Systolic and Diastolic Pressure
Blood pressure is measured by wrapping a band, called a cuff, around your arm, pumping it up, and listening below the cuff for two sounds as the pressure in the cuff is released. The first sound is a thump, thump, thump of the heartbeat; that gives a high number, the systolic blood pressure. The second sound is a steady flow when the pressure in the cuff is low enough to let the blood flow smoothly; that is the diastolic pressure.
Blood pressure is expressed as a ratio of systolic over diastolic. For example, your systolic might be 140 and your diastolic 85. That’s simply expressed by the physician as 140/85. If your blood pressure is regularly more than 140/85, you should take steps to get it down. In my opinion you should strive to keep it below 130/80.
When your diastolic blood pressure is consistently over 90, you’ve got hypertension. In my opinion, you should start paying attention when it’s consistently over 80 and absolutely when it’s over 85. You might get the idea from this that hypertension is not a clearly defined illness; you’re correct. At a diastolic of 90, your doctor will say you’ve got it!
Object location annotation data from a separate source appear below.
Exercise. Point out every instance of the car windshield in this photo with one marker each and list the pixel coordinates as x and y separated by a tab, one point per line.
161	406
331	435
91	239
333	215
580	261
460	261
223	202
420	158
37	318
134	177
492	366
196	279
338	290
But between 80 and 85, he might not even say “watch it,” and from 85 to 89, he might say its “high normal.” I propose that anything over 80 should be treated seriously.
People usually learn they have high blood pressure in one of two ways. It either seems to develop under the doctor’s watchful eye, or it’s “there.” Let me explain and you might see yourself in these situations.
In one case, you go in for a check-up and the doctor or nurse takes your blood pressure a few times, asks you if you’ve been tense lately, or under stress, and tells you to drop by in a week or so to have your blood pressure taken again. You’re assured that it’s nothing to worry about; they’re just checking.
The next time it’s still elevated and you’re asked if there’s a history of high blood pressure in your family. It might even be suggested that you lose a few pounds, cut back on salt, and cut back on alcohol. It often continues this way for months, up to a year or two before it’s decided that you’ve got high blood pressure.
In contrast, the doctor or nurse takes your blood pressure a couple of times and immediately starts asking if high blood pressure runs in your family. You find out all at once that you’ve got high blood pressure. Indeed, it could be 140/93 or even higher, and there’s no doubt in your doctor’s mind.
In both extremes, you feel fine, not a sick day in your life. That’s why we call high blood pressure the “silent killer.” High blood pressure does have symptoms, but they are so minor, so insidious, that they become “normal” to you and you never realise you are developing a serious disease.